Typescript wrapping function with generic type

Question

How can I wrap a function without changing its generic type in Typescript?

function x() {
  console.log('Original Function');
}

function wrapper<T extends Function>(func: T): T {
  // Typescript compiler error:
  // Type '() => void' is not assignable to type 'T'.
  return () => {
    console.log('Wrapped Function');
    func.call(null);
  }
}

const xWrapped = wrapper(x);
xWrapped(); // logged 'Wrapped Function' & 'Original Function'

Answer 1

Here's an alternative that preserves the argument and returns types of the inner function without depending on variadic types.

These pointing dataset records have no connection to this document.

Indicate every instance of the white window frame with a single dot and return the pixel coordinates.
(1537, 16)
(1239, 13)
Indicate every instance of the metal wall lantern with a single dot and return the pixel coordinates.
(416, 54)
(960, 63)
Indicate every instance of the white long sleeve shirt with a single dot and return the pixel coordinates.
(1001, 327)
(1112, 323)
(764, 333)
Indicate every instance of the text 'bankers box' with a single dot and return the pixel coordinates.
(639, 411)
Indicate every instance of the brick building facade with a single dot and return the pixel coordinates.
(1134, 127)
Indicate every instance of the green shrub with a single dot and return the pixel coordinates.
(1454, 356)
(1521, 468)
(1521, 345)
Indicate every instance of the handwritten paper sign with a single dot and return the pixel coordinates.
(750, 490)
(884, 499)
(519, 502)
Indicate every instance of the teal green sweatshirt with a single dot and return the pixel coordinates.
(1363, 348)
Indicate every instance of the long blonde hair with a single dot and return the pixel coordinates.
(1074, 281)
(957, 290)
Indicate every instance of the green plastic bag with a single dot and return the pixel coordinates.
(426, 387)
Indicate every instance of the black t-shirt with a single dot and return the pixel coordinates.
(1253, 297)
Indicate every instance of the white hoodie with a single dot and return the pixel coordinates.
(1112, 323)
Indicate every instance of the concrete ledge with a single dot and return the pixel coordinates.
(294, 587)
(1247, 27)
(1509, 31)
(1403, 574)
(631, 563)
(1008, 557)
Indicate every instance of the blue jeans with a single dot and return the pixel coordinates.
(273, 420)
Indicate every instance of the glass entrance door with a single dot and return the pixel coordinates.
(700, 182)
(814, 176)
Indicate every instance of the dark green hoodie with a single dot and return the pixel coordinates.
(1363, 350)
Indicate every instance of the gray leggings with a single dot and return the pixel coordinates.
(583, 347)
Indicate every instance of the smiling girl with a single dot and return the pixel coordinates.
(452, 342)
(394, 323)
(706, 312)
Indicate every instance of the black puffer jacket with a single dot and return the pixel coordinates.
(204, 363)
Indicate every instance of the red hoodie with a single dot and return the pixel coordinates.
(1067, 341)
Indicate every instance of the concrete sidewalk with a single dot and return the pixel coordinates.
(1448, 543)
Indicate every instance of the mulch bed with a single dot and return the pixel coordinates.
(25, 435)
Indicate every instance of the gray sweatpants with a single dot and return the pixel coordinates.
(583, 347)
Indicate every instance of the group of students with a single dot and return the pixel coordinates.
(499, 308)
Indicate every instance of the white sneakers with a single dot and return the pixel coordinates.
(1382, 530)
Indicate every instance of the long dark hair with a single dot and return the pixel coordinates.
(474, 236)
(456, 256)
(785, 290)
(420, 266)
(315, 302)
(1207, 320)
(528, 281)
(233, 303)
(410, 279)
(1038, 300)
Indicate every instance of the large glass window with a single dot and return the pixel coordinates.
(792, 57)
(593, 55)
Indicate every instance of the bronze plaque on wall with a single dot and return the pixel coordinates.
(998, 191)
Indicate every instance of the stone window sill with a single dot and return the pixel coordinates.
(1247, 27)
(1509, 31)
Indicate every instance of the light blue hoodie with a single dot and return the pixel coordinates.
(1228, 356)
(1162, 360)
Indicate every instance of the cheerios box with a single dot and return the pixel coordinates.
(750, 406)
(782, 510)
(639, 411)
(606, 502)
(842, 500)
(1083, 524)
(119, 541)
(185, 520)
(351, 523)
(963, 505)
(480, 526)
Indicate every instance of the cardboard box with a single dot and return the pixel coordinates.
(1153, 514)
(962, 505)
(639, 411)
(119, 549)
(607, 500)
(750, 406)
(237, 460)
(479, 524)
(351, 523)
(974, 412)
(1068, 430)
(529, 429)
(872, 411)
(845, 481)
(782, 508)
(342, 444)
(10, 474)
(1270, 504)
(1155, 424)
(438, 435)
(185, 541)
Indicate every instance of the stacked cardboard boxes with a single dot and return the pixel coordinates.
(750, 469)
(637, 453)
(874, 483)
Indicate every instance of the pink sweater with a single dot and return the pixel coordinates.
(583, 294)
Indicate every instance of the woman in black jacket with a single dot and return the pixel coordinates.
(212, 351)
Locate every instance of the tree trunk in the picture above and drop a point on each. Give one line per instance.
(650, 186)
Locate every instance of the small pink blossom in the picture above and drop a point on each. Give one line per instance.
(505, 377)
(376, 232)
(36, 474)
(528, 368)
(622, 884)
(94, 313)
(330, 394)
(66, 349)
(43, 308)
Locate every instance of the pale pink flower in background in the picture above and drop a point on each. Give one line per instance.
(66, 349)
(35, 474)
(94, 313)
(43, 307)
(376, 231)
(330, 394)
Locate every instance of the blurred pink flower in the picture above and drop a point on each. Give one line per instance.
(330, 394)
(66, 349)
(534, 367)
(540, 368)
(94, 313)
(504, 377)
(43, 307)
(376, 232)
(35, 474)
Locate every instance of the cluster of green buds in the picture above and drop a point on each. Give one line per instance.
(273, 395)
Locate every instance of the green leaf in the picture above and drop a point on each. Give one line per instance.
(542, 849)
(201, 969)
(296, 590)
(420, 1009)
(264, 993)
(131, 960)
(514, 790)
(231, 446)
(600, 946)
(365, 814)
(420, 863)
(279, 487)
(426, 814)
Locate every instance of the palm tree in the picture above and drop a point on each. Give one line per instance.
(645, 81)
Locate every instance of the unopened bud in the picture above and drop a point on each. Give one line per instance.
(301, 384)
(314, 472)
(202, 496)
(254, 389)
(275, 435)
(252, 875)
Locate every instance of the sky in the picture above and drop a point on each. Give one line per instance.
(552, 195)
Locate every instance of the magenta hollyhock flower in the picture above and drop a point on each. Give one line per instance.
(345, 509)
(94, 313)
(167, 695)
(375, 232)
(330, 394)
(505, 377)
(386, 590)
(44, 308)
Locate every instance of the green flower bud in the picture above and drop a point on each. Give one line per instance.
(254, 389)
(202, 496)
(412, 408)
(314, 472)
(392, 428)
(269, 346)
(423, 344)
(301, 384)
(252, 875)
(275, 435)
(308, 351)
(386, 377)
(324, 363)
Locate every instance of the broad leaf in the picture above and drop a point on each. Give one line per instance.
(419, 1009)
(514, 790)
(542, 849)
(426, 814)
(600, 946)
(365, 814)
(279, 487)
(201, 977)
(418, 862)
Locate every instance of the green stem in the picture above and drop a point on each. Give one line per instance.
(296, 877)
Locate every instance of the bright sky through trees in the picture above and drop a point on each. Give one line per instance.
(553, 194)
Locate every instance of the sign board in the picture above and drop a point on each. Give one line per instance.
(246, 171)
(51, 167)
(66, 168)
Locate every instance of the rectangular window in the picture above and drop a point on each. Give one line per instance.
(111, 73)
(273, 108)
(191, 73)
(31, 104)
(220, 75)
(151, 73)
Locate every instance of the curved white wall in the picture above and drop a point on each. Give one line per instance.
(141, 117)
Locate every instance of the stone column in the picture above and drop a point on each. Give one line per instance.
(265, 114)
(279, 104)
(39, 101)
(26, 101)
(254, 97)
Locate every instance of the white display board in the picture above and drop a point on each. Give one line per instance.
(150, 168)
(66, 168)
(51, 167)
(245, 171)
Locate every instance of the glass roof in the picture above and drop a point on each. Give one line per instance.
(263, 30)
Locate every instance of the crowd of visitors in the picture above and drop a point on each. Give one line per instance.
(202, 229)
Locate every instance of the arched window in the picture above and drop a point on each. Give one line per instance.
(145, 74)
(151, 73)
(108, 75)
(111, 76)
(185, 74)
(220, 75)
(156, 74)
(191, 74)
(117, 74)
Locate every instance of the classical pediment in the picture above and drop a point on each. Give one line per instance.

function x(message: string): void {
    console.log(`inner ${message}`);
}

export function wrapper<Args extends any[], Return>(
    operation: (...operationParameters: Args) => Return, 
    ...parameters: Args
): Return {
    console.log(`outer `);

    return operation(...parameters);
}

x("abc");
wrapper(x, "xyz");

// output:
//
// inner abc
// outer
// inner xyz

When wrapper is called with x, the TS compiler infers its type as function wrapper<[string], void>(operation: (operationParameters_0: string) => void, parameters_0: string): void.

If you try to call wrapper(x, 123), it fails with beautiful type safety: Argument of type '123' is not assignable to parameter of type 'string'.